Just beyond Kolovai is the turnoff for the Good Samaritan Inn, 1.5 km off the main road. Farther west, behind the primary school at Kanokupolu, next to the entrance to Otuhaka Beach Resort, is the langi, or stone-lined burial mound of the Tu'i Kanokupolu, an ancestor of the present royal family. The stones to build this tomb were quarried at nearby Ha'atafu Beach, and a few partially cut slabs are still anchored to the bedrock at the water's edge, just where the access road meets the beach.
The marinelife at Ha'atafu is good because it's a designated "reef reserve" and there's a stiff fine for fishing. Ha'atafu is a palangi beach, which means there's no hassle about swimming on Sunday, but if you come for a picnic, don't leave any rubbish or you'll also be liable for a fine. A few of the resorts along this beach serves lunch or dinner to daytrippers. There's excellent snorkeling, especially at high tide—you'll see dozens of species of fish. Just watch out for an east-to-west current. Some of the best reef-break surfing in Tonga is here, also at high tide, but even then it's challenging due to the shallow water, and a protective wetsuit is almost essential equipment. On the plus side, the waves are only 100 meters offshore.
Hihifo buses from Ha'atafu head straight back to town, but there's no bus from Fo'ui to Fahefa. If you want to go on to the blowholes discussed below, you'll find it a pleasant five-km walk (or hitch) with the possibility of a side trip to Monotapu Beach.
Flying foxes are found from Madagascar to the Cook Islands, with 55 species of the genus Pteropus living on different islands.
In Western Polynesia, Pteropus samoensis is a daytime feeder that roosts alone or in small groups in the rainforest canopy, while the nocturnal Pteropus tonganus lives in colonies of several hundred, either in the forest or in trees along roads. Its feeding flights begin just before dusk and many species of rainforest trees and plants depend on the bats for pollination and seed dispersal.

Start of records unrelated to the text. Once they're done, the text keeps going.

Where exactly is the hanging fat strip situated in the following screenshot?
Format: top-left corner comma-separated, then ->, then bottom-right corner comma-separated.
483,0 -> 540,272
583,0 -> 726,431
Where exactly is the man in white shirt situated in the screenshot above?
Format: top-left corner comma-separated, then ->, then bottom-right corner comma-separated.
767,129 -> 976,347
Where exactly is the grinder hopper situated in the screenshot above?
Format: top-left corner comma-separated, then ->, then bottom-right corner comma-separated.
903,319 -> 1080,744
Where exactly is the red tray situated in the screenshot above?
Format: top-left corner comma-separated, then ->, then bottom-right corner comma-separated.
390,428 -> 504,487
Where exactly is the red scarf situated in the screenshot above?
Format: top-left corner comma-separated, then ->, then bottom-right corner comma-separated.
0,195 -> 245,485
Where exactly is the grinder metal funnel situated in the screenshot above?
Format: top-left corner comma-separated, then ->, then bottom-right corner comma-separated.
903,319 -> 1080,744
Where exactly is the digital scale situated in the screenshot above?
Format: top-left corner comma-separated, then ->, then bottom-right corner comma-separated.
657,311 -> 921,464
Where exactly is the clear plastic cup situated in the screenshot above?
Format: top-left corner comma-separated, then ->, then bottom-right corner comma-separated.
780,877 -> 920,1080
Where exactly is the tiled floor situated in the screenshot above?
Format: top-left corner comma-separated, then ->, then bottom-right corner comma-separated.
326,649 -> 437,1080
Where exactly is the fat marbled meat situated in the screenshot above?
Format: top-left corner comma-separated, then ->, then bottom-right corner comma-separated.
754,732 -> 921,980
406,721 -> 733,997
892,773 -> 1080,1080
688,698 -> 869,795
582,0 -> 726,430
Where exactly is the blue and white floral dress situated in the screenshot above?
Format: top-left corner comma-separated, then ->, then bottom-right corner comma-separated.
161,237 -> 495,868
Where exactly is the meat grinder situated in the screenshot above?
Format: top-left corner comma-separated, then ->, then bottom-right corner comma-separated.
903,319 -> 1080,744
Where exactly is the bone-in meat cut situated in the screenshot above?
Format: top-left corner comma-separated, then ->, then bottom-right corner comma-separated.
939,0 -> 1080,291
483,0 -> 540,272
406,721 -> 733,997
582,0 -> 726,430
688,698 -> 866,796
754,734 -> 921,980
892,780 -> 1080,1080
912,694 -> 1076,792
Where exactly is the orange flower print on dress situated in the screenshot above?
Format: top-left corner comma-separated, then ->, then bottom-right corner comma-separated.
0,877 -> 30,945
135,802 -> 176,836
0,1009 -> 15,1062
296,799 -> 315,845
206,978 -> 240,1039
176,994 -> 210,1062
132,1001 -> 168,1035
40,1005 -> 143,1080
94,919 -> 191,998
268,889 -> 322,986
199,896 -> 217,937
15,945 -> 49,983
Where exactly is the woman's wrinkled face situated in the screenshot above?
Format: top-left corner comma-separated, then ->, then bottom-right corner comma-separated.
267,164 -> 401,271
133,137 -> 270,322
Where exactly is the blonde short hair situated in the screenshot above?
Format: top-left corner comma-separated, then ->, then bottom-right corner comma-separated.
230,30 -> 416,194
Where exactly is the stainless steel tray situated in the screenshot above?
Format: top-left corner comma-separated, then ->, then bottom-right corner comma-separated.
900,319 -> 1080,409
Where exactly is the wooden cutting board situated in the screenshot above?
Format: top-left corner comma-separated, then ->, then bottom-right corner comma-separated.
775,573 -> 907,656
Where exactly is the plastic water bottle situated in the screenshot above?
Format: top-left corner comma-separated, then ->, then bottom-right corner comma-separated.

Flying foxes produce only one offspring per year and it's cared for by the mother for six to eight months. During the 1980s tens of thousands of flying foxes were slaughtered in Samoa for export to Guam, where they're considered a delicacy. Luckily this trade largely came to an end in 1989, when most island bats were listed as endangered species. Today habitat destruction is the gravest threat facing the animals in both Tonga and Samoa. On Tongatapu only one small tract of old growth rainforest still remains, although the surviving bats enjoy royal protection. In Samoa they are still hunted by villagers.